Although all those downturns were alarming in the moment, the market managed to recover and experience positive average returns over time.
No matter how bad this downturn gets, it’s extremely likely the market will eventually bounce back. And although it can be challenging, staying focused on the long term can make this short-term volatility easier to tolerate.
How to protect your money
Because downturns are temporary, one of the best ways to protect your investments is to keep your money in the market.
While this strategy may sound counterintuitive, keep in mind that you don’t technically lose any money unless you sell. Your portfolio may drop in value if stock prices fall, but when the market inevitably rebounds, your investments should bounce back as well — and you won’t have lost anything.
There are a couple of caveats to this approach, though. For one, make sure you have a solid emergency fund. Selling your stocks during a downturn could result in losing money. If you face an unexpected expense, an emergency fund can help you avoid tapping your investments.
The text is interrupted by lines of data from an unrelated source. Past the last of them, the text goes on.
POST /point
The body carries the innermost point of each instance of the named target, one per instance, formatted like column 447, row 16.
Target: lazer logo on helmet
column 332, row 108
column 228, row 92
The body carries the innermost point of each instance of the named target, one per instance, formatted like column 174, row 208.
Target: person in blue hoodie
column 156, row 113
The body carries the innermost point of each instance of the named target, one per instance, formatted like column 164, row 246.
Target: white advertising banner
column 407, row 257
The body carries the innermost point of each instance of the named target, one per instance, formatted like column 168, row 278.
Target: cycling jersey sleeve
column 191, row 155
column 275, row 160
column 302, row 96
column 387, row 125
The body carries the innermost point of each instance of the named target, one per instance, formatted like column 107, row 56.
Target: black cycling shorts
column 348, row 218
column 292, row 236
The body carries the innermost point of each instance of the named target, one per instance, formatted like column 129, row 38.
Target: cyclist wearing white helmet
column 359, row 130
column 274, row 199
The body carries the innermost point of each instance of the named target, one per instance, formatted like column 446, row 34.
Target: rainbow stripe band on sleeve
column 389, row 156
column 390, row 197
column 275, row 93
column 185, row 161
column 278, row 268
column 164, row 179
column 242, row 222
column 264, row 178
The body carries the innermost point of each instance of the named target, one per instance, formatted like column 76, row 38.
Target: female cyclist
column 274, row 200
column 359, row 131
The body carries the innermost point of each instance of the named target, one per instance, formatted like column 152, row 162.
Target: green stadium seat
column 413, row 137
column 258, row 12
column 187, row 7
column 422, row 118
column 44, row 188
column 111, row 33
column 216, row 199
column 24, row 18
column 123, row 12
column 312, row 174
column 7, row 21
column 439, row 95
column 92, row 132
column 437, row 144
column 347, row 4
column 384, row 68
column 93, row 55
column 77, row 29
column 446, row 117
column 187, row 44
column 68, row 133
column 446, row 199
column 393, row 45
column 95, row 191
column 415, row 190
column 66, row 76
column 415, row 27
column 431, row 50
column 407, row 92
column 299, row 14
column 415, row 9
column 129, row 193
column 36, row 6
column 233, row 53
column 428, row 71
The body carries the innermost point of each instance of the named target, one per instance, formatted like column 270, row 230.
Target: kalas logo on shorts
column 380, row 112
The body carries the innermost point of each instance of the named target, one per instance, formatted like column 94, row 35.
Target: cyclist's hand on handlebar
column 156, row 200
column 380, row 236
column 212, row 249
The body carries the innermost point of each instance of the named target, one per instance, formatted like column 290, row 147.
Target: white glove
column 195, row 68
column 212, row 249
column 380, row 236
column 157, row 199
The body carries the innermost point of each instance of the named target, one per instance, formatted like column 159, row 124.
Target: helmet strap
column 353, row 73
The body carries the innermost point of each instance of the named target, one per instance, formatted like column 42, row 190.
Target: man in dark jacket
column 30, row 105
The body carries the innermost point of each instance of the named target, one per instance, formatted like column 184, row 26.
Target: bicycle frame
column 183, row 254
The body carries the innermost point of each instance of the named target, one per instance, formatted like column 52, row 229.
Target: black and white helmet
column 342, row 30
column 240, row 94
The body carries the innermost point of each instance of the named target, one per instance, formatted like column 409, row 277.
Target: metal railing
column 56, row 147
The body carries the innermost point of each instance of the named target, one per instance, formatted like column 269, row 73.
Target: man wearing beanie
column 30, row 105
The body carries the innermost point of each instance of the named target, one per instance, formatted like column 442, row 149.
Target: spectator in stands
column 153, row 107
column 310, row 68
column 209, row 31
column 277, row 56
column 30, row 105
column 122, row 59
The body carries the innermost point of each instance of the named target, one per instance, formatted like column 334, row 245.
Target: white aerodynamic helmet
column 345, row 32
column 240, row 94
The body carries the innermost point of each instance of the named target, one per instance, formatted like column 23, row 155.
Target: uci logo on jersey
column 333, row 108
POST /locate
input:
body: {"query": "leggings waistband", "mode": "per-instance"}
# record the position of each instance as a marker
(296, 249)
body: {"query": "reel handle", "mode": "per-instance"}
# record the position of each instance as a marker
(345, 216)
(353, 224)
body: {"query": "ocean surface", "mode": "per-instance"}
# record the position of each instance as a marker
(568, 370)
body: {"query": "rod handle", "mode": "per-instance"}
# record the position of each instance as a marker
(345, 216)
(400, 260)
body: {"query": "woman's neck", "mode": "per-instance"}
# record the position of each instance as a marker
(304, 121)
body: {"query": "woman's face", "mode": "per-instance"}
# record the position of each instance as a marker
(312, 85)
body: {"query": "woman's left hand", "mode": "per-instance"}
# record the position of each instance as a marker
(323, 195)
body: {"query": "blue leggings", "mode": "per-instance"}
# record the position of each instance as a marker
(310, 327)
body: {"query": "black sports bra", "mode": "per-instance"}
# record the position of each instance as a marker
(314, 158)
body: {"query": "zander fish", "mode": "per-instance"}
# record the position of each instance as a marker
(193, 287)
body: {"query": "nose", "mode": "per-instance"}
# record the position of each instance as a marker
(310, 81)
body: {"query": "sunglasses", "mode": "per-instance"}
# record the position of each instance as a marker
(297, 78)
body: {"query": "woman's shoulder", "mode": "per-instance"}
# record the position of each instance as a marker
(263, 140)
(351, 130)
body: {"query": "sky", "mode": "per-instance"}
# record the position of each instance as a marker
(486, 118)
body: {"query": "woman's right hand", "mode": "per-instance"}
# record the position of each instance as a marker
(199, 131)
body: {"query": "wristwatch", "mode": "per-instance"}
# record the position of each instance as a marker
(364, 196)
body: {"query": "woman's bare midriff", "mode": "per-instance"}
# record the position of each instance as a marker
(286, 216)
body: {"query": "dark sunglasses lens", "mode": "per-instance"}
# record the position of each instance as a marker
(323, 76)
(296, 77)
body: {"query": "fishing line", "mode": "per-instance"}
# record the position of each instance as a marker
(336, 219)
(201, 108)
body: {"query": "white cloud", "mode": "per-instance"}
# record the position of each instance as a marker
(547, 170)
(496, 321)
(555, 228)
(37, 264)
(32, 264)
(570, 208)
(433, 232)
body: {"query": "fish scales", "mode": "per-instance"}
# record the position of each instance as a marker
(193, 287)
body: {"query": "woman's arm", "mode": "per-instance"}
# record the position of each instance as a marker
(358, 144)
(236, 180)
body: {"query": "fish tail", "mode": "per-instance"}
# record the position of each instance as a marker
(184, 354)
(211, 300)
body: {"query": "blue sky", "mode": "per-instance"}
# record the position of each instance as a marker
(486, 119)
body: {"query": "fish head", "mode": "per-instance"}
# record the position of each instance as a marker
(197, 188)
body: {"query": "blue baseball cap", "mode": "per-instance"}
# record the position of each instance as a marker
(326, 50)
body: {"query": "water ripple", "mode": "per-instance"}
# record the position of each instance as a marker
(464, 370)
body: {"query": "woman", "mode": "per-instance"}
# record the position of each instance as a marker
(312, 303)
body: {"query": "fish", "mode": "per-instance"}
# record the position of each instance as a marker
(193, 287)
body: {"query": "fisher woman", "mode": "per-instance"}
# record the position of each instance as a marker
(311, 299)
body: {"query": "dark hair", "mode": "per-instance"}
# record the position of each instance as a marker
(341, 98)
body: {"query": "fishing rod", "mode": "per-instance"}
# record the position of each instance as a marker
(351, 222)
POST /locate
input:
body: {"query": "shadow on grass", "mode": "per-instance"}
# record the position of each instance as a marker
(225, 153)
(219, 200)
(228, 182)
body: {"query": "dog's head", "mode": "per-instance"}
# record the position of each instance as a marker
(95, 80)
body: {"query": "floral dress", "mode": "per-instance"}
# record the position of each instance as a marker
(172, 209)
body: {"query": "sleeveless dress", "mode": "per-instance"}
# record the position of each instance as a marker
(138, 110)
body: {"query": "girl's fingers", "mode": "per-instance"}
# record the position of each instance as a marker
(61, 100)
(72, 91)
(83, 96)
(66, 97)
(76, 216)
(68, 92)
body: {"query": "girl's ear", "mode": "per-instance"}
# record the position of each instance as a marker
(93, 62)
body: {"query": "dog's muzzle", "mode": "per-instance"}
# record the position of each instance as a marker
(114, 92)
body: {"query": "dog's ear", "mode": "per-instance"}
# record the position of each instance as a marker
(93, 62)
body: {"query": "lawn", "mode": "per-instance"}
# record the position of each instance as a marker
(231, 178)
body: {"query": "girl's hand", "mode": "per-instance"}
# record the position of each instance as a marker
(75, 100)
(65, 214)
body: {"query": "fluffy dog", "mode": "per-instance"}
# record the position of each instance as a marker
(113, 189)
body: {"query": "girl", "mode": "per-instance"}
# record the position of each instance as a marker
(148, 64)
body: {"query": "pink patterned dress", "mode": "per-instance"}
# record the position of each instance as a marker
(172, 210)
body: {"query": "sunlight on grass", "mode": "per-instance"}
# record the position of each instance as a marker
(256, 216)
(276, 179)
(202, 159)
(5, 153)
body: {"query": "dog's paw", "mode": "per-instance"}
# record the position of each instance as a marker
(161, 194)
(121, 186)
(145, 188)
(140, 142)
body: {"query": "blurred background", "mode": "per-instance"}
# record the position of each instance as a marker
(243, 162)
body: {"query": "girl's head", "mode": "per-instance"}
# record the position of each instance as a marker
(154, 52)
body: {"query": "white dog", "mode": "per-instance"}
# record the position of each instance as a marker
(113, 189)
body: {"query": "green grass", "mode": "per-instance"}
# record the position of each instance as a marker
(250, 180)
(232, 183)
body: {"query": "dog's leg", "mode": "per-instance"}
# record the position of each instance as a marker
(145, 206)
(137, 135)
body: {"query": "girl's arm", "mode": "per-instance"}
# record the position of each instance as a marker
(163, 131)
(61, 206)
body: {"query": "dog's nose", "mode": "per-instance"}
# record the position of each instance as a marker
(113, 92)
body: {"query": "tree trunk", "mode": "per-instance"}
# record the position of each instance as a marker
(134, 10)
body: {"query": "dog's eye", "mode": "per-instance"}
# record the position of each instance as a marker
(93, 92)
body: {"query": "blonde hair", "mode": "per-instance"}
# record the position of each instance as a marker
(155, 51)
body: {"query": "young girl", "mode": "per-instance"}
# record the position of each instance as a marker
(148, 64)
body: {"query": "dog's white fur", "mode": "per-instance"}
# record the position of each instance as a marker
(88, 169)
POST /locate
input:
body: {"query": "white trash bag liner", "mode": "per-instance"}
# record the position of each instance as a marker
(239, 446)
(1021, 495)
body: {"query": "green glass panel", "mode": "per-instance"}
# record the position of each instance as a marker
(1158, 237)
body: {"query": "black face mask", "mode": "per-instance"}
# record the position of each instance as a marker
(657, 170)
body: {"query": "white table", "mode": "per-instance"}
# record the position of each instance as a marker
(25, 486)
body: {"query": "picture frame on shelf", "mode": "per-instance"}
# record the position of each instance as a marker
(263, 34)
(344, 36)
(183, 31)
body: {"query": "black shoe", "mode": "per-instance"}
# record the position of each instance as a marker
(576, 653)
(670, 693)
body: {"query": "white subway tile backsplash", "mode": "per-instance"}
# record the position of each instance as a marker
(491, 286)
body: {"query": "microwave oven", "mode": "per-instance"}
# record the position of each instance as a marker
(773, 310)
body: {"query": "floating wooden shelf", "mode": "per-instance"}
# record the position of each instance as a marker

It’s also crucial to choose the right investments. Though the majority of stocks will survive a downturn, companies with shaky fundamentals may have a harder time rebounding. By ensuring that every stock in your portfolio is a strong long-term investment, you have a much better chance of surviving even the worst market slump.
Market volatility isn’t easy to stomach, but it is normal — and temporary. By maintaining a long-term outlook and taking the right precautions, you can sleep easier knowing your investments are as safe as possible.